Решебник по алгебре и начала математического анализа 11 класс Колягин Задание 21

\[1)\ y = \sin\sqrt{|x|}\]

\[\sin\sqrt{|x|} = 0\]

\[\sqrt{|x|} = \pi n\]

\[|x| = \pi^{2}n^{2}\]

\[x = \pm \pi^{2}n^{2}.\]

\[Найдем\ разность:\]

\[\pi^{2} \bullet 3^{2} = 9\pi^{2}\]

\[\pi^{2} \bullet 2^{2} = 4\pi^{2}\]

\[\pi^{2} \bullet 1^{2} = \pi^{2}\]

\[T_{1} = 9\pi^{2} - 4\pi^{2} = 5\pi^{2};\]

\[T_{2} = 4\pi^{2} - \pi^{2} = 3\pi^{2}.\]

\[Что\ и\ требовалось\ доказать.\]

\[2)\ y = \sin x + \sin{\sqrt{2}x}\]

\[y(x + T) = y(x);\]

\[\sin(x + T) + \sin\left( \sqrt{2}x + \sqrt{2}T \right) =\]
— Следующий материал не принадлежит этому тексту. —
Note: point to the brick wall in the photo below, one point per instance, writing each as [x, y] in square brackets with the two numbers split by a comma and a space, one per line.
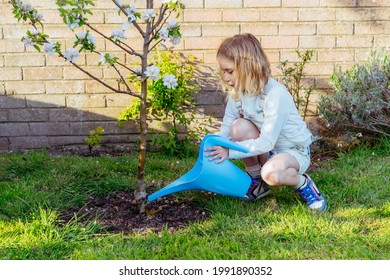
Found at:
[45, 102]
\[= \sin x + \sin{\sqrt{2}x}\]

\[T_{1} = 2\pi;\ \ \ T_{2} = \frac{2\pi}{\sqrt{2}};\ \ \ \]

\[nT_{1} = kT_{2}.\]

\[2\pi n = \frac{2\pi k}{\sqrt{2}}\]

\[n = \frac{k}{\sqrt{2}} \notin Z.\]

\[Что\ и\ требовалось\ доказать.\]